Cystic Fibrosis is a genetic disease that causes the production of thick, sticky mucus in the lungs, pancreas, and other organs. Inside the lungs, this mucus not only blocks the airways but also causes inflammation, leading to scarring of the lung tissues. In the pancreas, the mucus blocks the opening to the digestive system, interfering with the proper breaking down of food.
Cystic fibrosis is an inherited disease, its proliferation second only to sickle cell anemia in children. Estimations state that over 10,000,000 people in the United States carry the gene. About 30,000 people have the disease, with 1,000 more being diagnosed each year.
Cystic Fibrosis only occurs when a child gets the defective genes from both parents. 25% of children of parents that both have the gene will get the disease, while 50% will be carriers, and 25% will not even carry the gene.
Cystic Fibrosis is serious because the thick mucus makes an ideal breeding ground for bacteria, leading to deadly respiratory infections. Each infection leads to more damage in the lungs, eventually causing respiratory failure.

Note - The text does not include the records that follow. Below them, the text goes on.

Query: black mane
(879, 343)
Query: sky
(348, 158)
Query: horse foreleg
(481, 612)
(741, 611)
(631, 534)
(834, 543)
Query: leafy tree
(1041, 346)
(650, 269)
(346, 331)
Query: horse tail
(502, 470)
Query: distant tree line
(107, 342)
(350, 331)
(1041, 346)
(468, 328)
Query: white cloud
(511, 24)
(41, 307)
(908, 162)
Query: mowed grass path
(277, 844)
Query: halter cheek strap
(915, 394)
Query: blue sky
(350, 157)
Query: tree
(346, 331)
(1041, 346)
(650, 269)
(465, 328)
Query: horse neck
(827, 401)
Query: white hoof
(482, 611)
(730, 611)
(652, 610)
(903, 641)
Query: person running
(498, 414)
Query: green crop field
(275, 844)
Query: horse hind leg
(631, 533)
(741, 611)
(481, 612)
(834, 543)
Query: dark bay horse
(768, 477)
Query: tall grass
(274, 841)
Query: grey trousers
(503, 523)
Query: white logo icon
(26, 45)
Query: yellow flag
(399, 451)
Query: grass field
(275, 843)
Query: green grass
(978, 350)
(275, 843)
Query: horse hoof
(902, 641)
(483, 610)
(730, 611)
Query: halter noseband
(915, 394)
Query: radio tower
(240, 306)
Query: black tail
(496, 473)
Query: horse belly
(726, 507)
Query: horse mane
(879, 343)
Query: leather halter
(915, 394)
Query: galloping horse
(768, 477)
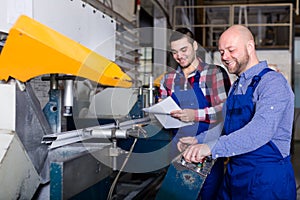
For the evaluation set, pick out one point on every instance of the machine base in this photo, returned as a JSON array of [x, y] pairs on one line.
[[184, 180]]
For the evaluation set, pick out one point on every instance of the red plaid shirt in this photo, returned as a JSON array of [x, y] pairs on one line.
[[214, 83]]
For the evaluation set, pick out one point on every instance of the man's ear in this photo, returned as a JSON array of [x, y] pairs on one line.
[[251, 46], [195, 45]]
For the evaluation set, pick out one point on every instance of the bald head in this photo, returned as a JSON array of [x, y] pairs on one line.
[[238, 32], [237, 49]]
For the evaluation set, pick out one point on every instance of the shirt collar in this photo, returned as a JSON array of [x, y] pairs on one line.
[[254, 70]]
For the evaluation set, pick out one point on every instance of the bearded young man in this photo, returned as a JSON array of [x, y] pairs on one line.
[[257, 128], [200, 89]]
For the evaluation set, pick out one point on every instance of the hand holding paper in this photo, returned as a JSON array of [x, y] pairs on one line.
[[162, 112]]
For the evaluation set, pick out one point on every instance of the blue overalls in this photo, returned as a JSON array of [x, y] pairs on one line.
[[193, 98], [260, 174]]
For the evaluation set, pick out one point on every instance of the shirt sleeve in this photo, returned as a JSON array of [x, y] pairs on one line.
[[274, 104], [210, 137], [218, 84]]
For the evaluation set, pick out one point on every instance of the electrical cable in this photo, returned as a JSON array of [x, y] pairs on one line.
[[109, 196]]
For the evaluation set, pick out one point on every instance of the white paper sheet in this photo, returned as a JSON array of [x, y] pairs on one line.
[[162, 111]]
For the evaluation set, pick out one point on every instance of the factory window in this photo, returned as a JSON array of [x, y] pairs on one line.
[[146, 65]]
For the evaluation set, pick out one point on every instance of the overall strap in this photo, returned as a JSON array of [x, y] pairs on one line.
[[256, 79]]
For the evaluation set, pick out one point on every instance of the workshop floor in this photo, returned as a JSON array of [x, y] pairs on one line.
[[296, 166]]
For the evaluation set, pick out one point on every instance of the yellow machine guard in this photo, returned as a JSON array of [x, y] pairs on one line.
[[33, 49]]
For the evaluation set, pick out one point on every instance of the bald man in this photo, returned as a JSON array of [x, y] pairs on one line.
[[257, 128]]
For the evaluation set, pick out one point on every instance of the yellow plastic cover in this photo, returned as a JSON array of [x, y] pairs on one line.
[[33, 49]]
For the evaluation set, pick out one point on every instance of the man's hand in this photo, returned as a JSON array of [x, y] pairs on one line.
[[196, 152], [185, 115], [185, 142]]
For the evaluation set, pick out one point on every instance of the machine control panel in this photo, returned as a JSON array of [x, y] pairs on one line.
[[203, 168]]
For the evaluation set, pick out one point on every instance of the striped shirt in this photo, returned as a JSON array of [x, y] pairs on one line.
[[214, 83]]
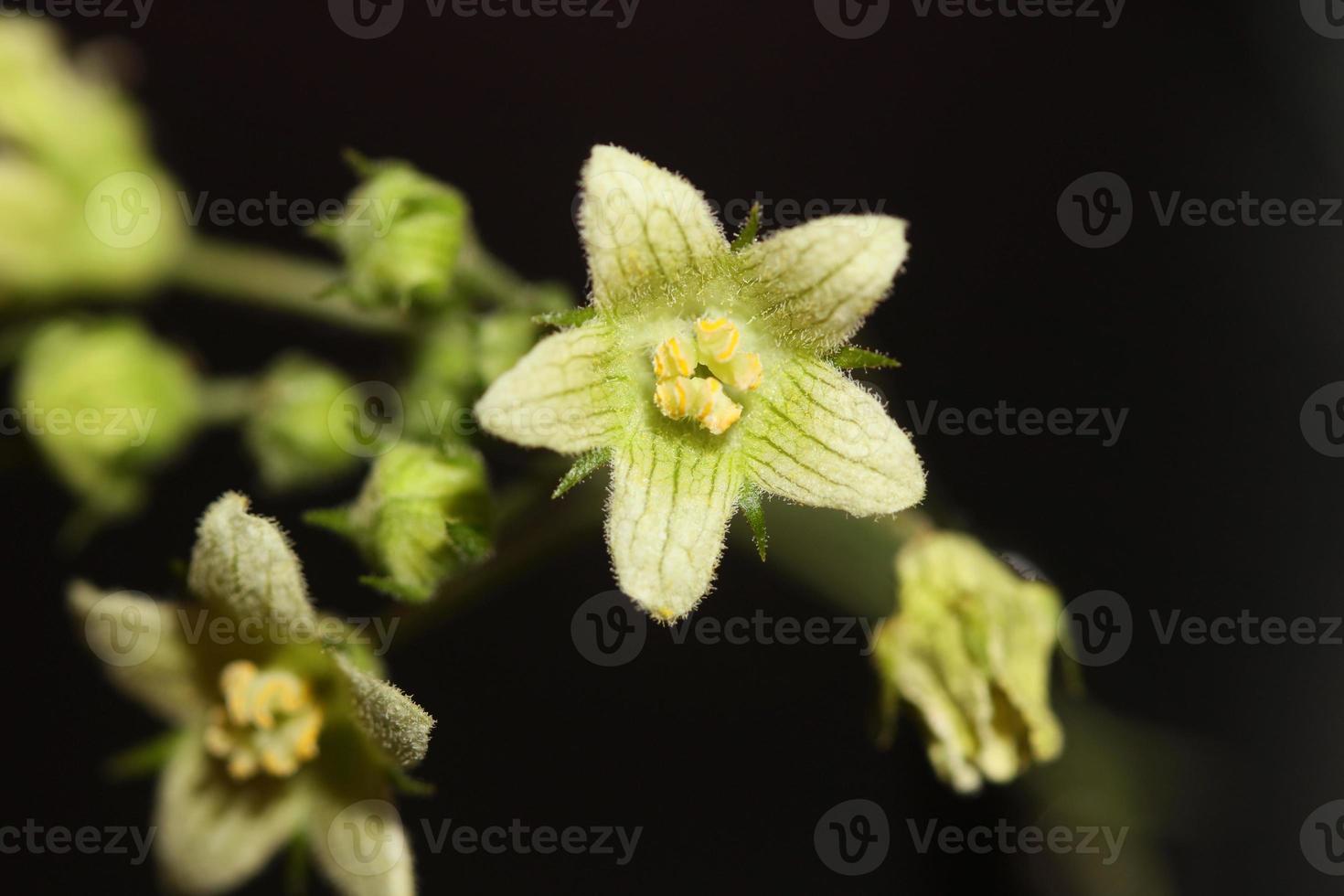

The life expectancy, although rising significantly, is still only about 37.4 years of age. In 1985, most patients with cystic fibrosis only lived to about 25 years old. Part of the reason is that the digestive issues can also lead to serious complications like diabetes and osteoporosis. Regular treatment and adherence to the plan developed by the child’s physician are imperative to ensure the highest quality of life possible.